Beyond erasing a donated organ of its blood type, Krupnick said the method could be used to address another thorn in the side of transplant medicine. There’s a group of genes involved in how our immune systems recognize native and foreign proteins and pathogens, called the major histocompatibility complex (MHC). The antigens produced by these genes account for the differences in immunity within a population, like why some individuals succumb to COVID-19 and others show no symptoms at all. And the MHC can create obstacles when trying to match donors with recipients.
“If you strip some these [MHC] antigens, and you put the organ, and if the antigens come back in a couple of weeks, your body reacts much less to the organ” than when it initially is transplanted, because your immune system is more sensitive in the first week, said Krupnick. The enzymes could provide a path for doctors to learn how to temper down the MHC antigens for new organ recipients.
The new findings arrive at a time when organ transplant research has taken some huge steps forward. In January, a Maryland man underwent the first-ever successful pig-to-human heart transplant. Later that month, surgeons at the University of Alabama in Birmingham successfully transplanted a pig kidney into the abdomen of a brain-dead man.

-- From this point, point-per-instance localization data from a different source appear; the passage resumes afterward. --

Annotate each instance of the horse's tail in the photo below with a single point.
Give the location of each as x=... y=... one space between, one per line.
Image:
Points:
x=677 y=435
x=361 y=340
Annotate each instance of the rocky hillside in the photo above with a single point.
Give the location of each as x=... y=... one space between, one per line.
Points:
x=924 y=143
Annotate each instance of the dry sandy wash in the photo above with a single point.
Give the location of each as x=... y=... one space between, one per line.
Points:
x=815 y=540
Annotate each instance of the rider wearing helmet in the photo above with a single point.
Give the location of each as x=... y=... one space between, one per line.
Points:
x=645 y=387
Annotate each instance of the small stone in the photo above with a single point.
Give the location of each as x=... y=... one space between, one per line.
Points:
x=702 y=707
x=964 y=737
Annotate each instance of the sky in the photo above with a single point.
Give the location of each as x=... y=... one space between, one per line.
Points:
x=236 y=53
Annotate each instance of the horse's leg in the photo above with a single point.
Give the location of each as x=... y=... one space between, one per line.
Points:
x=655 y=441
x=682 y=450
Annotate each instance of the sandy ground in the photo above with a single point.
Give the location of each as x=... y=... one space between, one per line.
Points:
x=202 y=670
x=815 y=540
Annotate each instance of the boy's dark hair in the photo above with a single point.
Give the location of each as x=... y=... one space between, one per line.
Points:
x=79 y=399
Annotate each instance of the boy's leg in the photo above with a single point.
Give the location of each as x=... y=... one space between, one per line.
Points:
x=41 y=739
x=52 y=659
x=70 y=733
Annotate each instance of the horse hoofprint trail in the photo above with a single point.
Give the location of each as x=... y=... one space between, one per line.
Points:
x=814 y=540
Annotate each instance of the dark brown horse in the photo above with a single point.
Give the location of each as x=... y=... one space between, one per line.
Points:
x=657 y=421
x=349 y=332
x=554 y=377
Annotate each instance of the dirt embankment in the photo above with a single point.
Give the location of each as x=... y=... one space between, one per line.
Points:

These breakthroughs in animal-to-human transplantation are a very different approach to solving the organ transplant shortage, but they will still require a lot of development before we might see them used as a regular solution to organ transplants. For now, modulating existing organs could be an easier way to make do with the organs that are actually available.
Cypel said the next research stage is to test out his group’s findings in mice studies and investigate the kidneys as a next target organ, which is one of the top organs in demand with over 90,000 patients waiting for a kidney transplant.
“We still need to do studies before we can say that it could be used in clinical practice,” Cypel said. “But when we get to that point, you know, this could transform the way we allocate organs.”